The wild ride that has been U.S. stock market over the past couple of weeks may be settling down — at least for the moment — from the whiplash-like swings that helped set global markets on edge.

The new economic normal that the pandemic has brought to countries across the world seems to be settling on weary investors as the extent of COVID-19 becomes more clear and as proper testing begins to roll out along with massive trillion dollar aid packages.

Wall Street responded to reports of possible breakthroughs on the medical front, with vaccinations and other potential therapies touted by President Donald Trump causing some healthcare stocks to soar. But on the whole, the day was about digesting and coming to terms with where the world stands.

That was reflected in the major indices which couldn’t make up their minds for much of the day, but wound up up, in a nice surprise.

Here’s the tale from the tape at market close:

  • Dow Jones Industrial Average: +188.48, +0.95%
  • S&P 500: +11.29, +0.47%
  • Nasdaq Composite: +160.73, +2.30%

While tech led other sectors on the day, SaaS and cloud companies — a subset of tech itself — shone during regular trading. The Bessemer-Nasdaq cloud index rose 6.4%, a good result even if the tracker is still sharply off its recent highs.

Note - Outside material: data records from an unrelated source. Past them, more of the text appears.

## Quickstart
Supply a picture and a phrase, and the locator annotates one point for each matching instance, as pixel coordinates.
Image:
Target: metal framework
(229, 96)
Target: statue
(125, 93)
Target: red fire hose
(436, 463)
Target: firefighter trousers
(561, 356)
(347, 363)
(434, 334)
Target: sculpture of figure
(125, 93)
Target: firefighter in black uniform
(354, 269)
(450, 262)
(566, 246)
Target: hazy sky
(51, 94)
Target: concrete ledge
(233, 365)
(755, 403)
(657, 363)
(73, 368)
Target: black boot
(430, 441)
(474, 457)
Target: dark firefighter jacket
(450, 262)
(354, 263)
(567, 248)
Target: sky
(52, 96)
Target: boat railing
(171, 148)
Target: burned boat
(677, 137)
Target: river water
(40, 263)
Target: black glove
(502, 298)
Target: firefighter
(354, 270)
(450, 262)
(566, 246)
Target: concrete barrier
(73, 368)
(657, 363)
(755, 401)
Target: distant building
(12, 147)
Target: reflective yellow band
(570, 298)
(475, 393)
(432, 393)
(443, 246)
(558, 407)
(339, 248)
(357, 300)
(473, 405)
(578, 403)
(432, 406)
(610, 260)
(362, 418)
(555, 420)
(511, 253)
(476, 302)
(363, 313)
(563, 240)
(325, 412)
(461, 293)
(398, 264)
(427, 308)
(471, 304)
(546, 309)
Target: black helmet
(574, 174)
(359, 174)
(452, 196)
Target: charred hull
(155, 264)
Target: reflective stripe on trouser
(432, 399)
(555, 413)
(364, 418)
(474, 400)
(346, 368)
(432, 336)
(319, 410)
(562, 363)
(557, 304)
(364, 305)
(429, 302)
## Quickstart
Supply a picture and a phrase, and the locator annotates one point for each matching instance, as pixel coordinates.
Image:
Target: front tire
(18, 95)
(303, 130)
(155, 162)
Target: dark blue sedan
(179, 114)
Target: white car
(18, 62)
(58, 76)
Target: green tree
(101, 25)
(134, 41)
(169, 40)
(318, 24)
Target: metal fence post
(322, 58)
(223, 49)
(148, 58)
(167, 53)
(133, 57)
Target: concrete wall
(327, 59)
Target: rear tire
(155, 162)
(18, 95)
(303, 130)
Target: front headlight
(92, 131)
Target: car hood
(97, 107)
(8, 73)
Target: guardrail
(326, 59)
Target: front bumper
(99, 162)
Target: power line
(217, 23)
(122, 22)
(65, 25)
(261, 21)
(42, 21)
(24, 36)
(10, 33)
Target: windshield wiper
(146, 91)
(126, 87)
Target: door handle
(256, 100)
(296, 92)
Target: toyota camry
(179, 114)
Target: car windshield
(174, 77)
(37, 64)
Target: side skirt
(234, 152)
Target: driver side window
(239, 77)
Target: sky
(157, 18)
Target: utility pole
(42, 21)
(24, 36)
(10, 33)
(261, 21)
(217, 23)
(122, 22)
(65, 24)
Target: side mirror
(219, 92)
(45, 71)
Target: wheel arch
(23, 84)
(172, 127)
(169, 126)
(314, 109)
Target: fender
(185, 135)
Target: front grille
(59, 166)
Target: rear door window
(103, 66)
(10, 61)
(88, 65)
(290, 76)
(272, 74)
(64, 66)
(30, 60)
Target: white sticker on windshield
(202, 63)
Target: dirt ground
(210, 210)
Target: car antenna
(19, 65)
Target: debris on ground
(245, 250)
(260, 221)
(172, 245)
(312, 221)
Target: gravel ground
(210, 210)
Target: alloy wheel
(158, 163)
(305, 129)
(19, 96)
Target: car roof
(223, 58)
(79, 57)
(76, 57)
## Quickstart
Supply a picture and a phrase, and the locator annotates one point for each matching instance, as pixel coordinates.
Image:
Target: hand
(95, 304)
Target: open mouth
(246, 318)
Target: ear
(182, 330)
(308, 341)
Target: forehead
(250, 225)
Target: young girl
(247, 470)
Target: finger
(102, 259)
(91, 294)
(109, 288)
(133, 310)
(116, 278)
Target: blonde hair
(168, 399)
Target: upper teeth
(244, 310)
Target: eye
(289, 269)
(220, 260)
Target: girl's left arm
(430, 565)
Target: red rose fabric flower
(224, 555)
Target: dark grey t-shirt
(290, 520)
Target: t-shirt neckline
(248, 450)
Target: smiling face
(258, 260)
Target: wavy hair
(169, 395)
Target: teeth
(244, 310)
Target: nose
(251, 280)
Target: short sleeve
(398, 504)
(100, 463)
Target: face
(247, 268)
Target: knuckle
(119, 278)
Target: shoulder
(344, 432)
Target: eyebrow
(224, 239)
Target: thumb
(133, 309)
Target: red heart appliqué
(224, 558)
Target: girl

Some automakers, nearly all of which have announced temporary shut downs, saw shares rise or at least remain steady. Honda, GM, Ford, Fiat Chrysler Automobiles and Volkswagen have all said factories in North America will close. The closures were prompted by slowing demand due to the spread of COVID-19 as well as pressure from United Auto Workers to protect workers. GM and FCA have each reported a COVID-19 case among its workforce.

Ford saw shares fall 0.76% to close at $4.46 after the company said it would drawn down two credit lines to put an additional $15.4 billion of cash on its balance sheet and consider suspending its dividend.

GM saw shares rise 3% to $17.71 and FCA shares fall 6.37% to $6.47.

Meanwhile, Tesla shares took the biggest jump rising 18.39% to $427.64. Tesla is one of the only hold outs in the recent move to shutter plants. The company’s factory in Fremont, Calif., which is not unionized, remains open despite a shelter in-place order in Alameda County.